AMS: I've thought a lot about feminine and masculine qualities of psychedelics and various plants that are psychoactive. The things we label in society as masculine and feminine, I think are brought out in a more balanced way often when people ingest these substances and are brought to these different levels of consciousness. Do you agree, and could you speak to that if it applies?
AF: Yes, I do think so. I think they have a tendency to lift a person above their lower conditioning into a slightly higher, more elevated level of consciousness which is slightly above those verbal conditioning of right and wrong. In that way, I think psychedelics are wonderful aid to relationships. I think a gentle dose of a psychedelic can help a couple see each other's points of view more easily, because the restrictions imposed by the thinking of the ego's default mode network are kind of fairly male in their verbal controlling repressive approach.
Not to say that females aren't also flawed, but a loosening, a general loosening, that can be to everyone's advantage and in overcoming conflicts like between warring nations, it's more easy to see the other person's point of view when you raise a little higher up the mountain in the psyche.
I think that's to be gained. I think in the male-female dance, I think both are slightly different qualities and the ideal is a blending of the best of the both.
As a female in a male-dominated society, I have noticed how one's words are taken less seriously because one's female.
AMS: Right. Things are still so male-dominated. There are so many examples to show that patriarchy is still very much alive and well in the whole western society model. Maybe because of that, or relating to that, I've noticed a trend in my personal experiences interviewing people about psychedelics, especially plants, that they bring out this so-called feminine energy. The intuitive, compassionate, dreamier, more encompassing approach to the world. That, in turn, becomes this leveling, balancing effect.

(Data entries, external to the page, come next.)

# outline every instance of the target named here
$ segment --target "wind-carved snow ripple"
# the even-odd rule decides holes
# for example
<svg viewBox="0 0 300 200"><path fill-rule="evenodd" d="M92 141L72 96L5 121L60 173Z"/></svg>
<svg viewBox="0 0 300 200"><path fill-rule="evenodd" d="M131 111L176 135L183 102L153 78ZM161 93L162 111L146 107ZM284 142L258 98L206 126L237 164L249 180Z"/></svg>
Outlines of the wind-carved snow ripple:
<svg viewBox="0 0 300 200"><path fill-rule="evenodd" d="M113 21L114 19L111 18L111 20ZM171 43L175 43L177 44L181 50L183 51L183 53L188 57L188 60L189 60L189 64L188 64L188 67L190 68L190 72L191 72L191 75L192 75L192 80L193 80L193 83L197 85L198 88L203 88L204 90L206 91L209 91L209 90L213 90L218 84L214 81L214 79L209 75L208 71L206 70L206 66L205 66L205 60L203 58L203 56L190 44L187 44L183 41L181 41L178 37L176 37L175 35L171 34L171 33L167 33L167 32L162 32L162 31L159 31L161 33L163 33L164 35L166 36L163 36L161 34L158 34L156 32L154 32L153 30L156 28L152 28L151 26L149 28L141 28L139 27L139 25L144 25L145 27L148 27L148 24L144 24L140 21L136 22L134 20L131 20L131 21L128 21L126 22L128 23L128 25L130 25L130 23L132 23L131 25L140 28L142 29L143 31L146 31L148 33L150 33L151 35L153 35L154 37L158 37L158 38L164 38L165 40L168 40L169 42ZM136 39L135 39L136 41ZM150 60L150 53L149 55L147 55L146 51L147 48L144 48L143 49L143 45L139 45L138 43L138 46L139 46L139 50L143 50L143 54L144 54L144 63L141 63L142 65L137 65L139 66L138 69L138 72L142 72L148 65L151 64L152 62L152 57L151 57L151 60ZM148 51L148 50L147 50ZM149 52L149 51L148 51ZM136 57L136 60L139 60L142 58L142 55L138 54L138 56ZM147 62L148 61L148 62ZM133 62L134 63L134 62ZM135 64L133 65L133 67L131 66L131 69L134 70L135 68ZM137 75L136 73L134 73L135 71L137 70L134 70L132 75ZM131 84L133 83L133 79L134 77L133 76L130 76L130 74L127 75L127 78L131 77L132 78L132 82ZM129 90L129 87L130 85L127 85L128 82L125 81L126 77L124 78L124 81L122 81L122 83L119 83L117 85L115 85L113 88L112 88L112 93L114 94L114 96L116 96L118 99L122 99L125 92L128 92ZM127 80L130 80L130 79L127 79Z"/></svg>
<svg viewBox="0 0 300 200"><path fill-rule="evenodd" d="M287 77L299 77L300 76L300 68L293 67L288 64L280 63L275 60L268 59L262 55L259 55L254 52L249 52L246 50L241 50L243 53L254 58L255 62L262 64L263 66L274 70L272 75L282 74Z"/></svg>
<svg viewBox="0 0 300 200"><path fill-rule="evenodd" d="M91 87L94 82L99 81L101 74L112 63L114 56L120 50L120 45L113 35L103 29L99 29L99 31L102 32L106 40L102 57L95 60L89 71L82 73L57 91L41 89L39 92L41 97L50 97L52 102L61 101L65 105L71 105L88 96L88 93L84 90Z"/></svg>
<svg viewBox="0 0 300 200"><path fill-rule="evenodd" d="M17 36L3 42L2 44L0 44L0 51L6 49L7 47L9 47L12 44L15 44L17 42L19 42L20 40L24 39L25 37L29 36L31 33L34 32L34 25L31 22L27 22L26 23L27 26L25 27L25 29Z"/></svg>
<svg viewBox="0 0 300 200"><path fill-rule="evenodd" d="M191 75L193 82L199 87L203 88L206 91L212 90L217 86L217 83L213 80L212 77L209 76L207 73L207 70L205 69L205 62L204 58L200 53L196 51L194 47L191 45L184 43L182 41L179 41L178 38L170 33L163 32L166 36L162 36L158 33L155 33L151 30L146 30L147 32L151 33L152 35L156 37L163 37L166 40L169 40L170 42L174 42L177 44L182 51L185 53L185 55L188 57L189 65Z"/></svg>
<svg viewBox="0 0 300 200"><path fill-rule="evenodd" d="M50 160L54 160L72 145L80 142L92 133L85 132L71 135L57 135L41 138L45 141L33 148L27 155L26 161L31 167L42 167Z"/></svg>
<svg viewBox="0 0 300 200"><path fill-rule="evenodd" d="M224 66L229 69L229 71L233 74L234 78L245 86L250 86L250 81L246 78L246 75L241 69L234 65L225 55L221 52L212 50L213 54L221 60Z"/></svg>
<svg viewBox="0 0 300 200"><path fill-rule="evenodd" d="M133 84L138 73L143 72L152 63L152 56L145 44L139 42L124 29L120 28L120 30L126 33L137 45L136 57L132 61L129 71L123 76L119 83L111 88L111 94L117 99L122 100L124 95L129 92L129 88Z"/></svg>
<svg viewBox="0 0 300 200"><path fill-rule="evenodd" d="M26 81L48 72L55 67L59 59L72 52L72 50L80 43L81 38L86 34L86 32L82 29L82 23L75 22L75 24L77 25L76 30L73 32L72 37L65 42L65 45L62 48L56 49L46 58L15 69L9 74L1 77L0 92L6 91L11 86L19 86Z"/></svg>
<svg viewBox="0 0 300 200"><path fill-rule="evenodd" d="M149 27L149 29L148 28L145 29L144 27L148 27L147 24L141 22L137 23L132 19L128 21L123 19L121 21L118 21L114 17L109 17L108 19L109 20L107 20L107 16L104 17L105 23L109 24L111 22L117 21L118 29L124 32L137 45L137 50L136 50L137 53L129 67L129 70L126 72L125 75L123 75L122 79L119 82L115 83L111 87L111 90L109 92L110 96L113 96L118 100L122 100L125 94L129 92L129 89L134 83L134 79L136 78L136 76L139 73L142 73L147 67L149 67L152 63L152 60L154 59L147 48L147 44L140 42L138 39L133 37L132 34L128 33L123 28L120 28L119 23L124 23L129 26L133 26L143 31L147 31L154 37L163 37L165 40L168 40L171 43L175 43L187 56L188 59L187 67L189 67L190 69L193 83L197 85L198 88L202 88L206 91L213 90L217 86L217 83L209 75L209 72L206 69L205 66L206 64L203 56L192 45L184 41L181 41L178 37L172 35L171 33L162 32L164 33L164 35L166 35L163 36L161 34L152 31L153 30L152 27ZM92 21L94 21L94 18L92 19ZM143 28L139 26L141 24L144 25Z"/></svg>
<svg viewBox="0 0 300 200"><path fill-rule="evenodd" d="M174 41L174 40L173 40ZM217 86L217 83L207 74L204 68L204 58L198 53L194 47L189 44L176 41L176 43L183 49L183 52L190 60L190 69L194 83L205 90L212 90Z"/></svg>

AF: I absolutely agree. Just as the atom bomb is the expression of the male mind working at its most excessive, psychedelics enhance the female approach in a sense of being freer and looser and more intuitive. More multitasking, more of the different areas of the brain are communicating and functioning. That is a fact.
Amanda Feilding. Photo by Robert Funke. Courtesy of the Beckley Foundation.

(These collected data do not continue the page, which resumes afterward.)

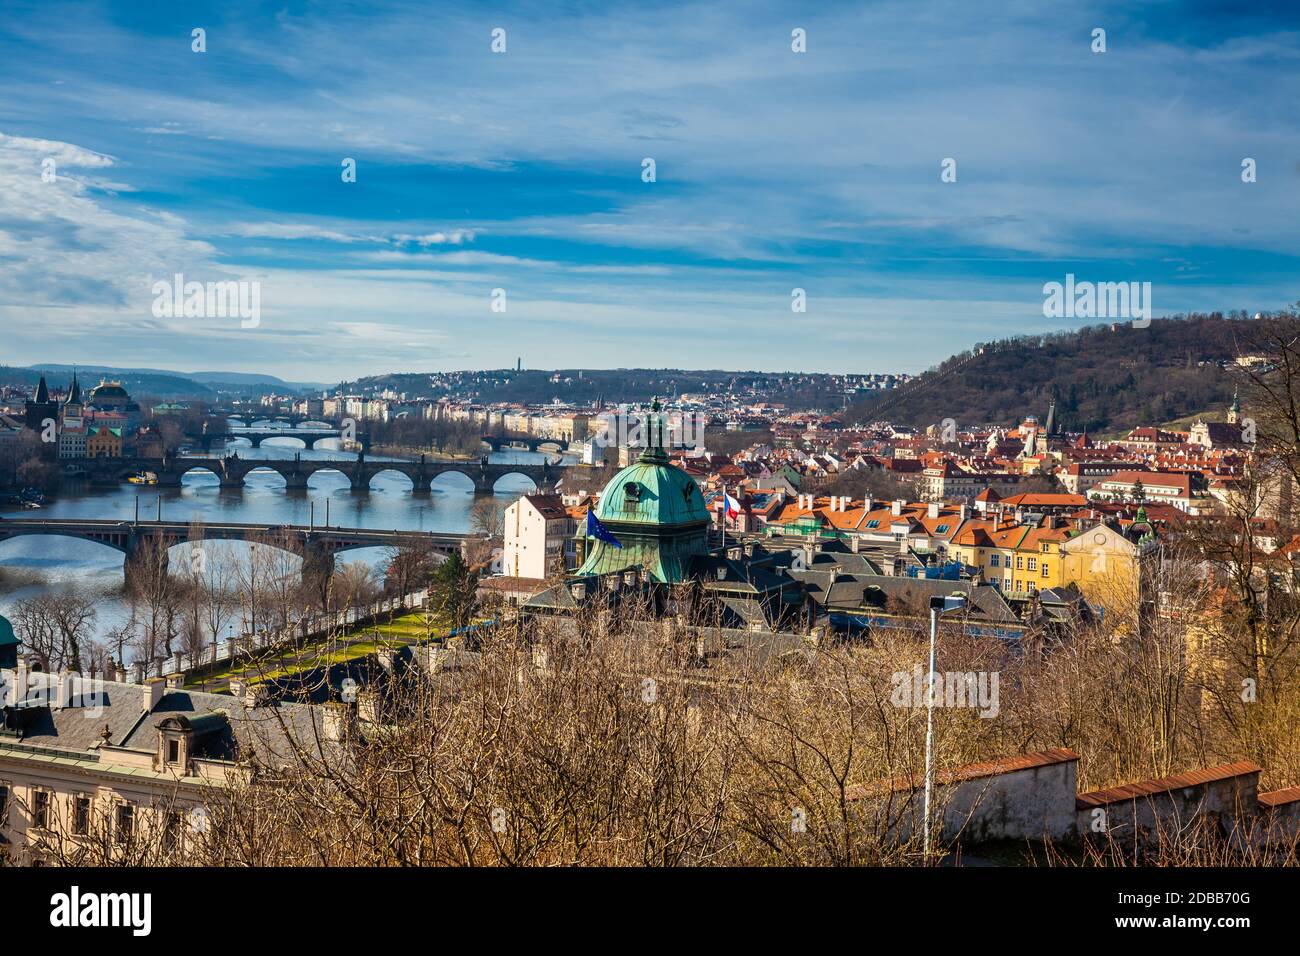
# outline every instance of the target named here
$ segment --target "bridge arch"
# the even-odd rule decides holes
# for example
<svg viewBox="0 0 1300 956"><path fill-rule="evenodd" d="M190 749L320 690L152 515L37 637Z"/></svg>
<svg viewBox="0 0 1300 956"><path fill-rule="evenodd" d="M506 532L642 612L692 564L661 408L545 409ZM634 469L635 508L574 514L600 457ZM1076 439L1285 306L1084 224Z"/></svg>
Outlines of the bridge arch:
<svg viewBox="0 0 1300 956"><path fill-rule="evenodd" d="M367 482L367 484L373 488L375 486L375 479L380 475L384 475L390 481L395 480L399 485L407 486L404 490L415 490L415 480L399 468L381 468L370 476L370 481Z"/></svg>
<svg viewBox="0 0 1300 956"><path fill-rule="evenodd" d="M281 474L279 469L273 467L270 464L258 465L255 468L249 469L248 473L244 475L245 484L248 483L248 480L250 478L254 478L254 477L257 479L256 484L269 484L269 485L278 484L284 486L288 486L289 484L289 479L287 479L283 474Z"/></svg>
<svg viewBox="0 0 1300 956"><path fill-rule="evenodd" d="M442 492L473 492L474 479L468 472L448 468L433 477L430 487Z"/></svg>
<svg viewBox="0 0 1300 956"><path fill-rule="evenodd" d="M217 469L211 465L190 465L190 467L186 468L183 472L181 472L180 480L184 481L185 478L187 478L189 475L195 475L195 474L211 475L213 478L216 479L218 484L221 483L221 472L217 471ZM204 482L204 484L207 484L207 482Z"/></svg>
<svg viewBox="0 0 1300 956"><path fill-rule="evenodd" d="M343 463L340 462L340 464ZM317 476L323 476L325 477L326 480L323 482L318 482L316 481ZM322 468L316 468L312 471L310 475L307 476L307 487L309 488L311 487L325 488L325 487L339 487L339 486L346 487L351 483L352 483L352 479L348 477L348 473L344 471L342 468L335 467L332 464L325 465Z"/></svg>
<svg viewBox="0 0 1300 956"><path fill-rule="evenodd" d="M93 545L92 553L101 550L112 551L114 554L125 555L126 548L108 541L100 541L89 535L76 534L74 532L63 531L59 529L47 530L43 528L21 528L7 532L3 539L0 539L0 557L4 556L4 551L11 541L17 541L19 538L61 538L64 541L74 541L77 544Z"/></svg>
<svg viewBox="0 0 1300 956"><path fill-rule="evenodd" d="M498 475L496 480L492 482L492 494L494 495L518 494L520 492L540 490L541 487L537 484L537 480L522 471L507 471L502 475Z"/></svg>
<svg viewBox="0 0 1300 956"><path fill-rule="evenodd" d="M269 445L272 448L297 448L306 449L311 446L307 444L307 439L301 435L294 435L286 431L283 435L264 435L261 444L263 447Z"/></svg>

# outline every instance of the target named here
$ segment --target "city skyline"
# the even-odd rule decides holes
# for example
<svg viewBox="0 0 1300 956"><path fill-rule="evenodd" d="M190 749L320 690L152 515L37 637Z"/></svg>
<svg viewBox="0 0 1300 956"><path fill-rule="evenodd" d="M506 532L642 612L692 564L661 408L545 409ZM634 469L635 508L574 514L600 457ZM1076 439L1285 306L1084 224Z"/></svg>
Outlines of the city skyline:
<svg viewBox="0 0 1300 956"><path fill-rule="evenodd" d="M1044 317L1067 276L1149 282L1157 316L1280 308L1297 26L1203 4L19 5L6 361L919 372L1090 324ZM257 324L158 315L178 274L258 283Z"/></svg>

What our research has done, one knew these things long before the science was done, but the science is a kind of modern religion and it shows the data on which people, the male brain, can finally believe it because it's shown through scientific data, if you like. Everyone who took a psychedelic long before brain imaging still had the realization that it's an experience of consciousness where the controlling constrictions and repressions of the ego are turned off.